Additional information. As mentioned, n = 470. The p-loo of my base model is 375.3 and the number p of parameters is 1902. The latter was obtained by:

rstan::get_num_upars(your_brms_model$fit)

This was validated by Paul Buerkner here:

Based on this, I’m here:

“If p_loo < the number of parameters p and the number of parameters p is relatively large compared to the number of observations p>n/5, it is likely that model is so flexible or population prior is so weak that it’s difficult to predict for left out observation even if the model is true one.”

As discussed above, the prior can be the cause but I don’t know what I’m looking for in order to modified them.

I also made other recommended checks, the posterior predictive check (in this case for each condition) and the pit-loo check. They seem ok, but at least for the posterior predictive check, this does not mean that there is not a problem with the model. Other tests as k-fold cv are recommended, but it seems that this not possible for spatial models:

This post is actually a spatial model example, but the same solution is recommended:

Maybe I’m completely wrong, but in a model like this, where my response variable is an array of conditions counts, and I only have one per geographical unit, is natural to get this kind of problems:

Thanks again Carlos. If you or other members of the community have an idea, the help will be really appreciated.

Hi @manjago, I’ve been on vacation, but it seems you’ve been able to find the most relevant information. Some quick additions

LOO can be used for spatial models and is useful for diagnosing the observation model. Depending on the prediction task other cross-validation forms might be needed, see some visual examples at https://spatialsample.tidymodels.org/

The spatial prior is very weak. I’m guessing you also have some n that are 0 or N which make it more likely that the model overfits.

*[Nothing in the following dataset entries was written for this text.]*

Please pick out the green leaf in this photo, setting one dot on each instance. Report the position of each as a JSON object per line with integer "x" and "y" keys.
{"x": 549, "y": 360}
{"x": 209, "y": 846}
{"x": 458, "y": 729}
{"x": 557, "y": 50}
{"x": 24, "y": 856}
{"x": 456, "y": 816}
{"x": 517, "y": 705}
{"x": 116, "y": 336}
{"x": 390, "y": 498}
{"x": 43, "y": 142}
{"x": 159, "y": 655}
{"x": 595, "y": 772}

In my data, the response variable is the number of cases of three different conditions: normal weight, overweight and obesity in 470 geographical units (gus). For each one of these units I have eight covariates like % of unemployment, average years of schooling, etc. Our interest is just to estimate the effect of each of this covariates over the conditions. As you said, in some gus, we have 0 cases of obesity for example and the total number of cases (sum of cases of each condition) varies from 4 to 6102.

We think that variable selecction must be done, in order to use and explain just the variables that are really needed. I already read some of your articles and apparently, using CV or information criteria is not a good choice for this purposes, but I’m not clear about the alternatives. If I stick to the path recommended by Stan warnings, I get stuck in K-fold, because CAR models are not supported, it cannot handle new locations, and the command mi() that handles with missing data is just available for continuous dependent variables. An interesting alternative that I found is this one:

to achive something like this:

assigning randomly 0s and 1s in the weight variable instead of making the folds. However, I’m still working on it.

About the posterior predictive checks, if I use the regular command, for a continuos response, they look “to good to be true” nice, which supports your overfit statement I think.

Any advice? Besides the model selection issue, does all of these problems means that this model is bad or invalid?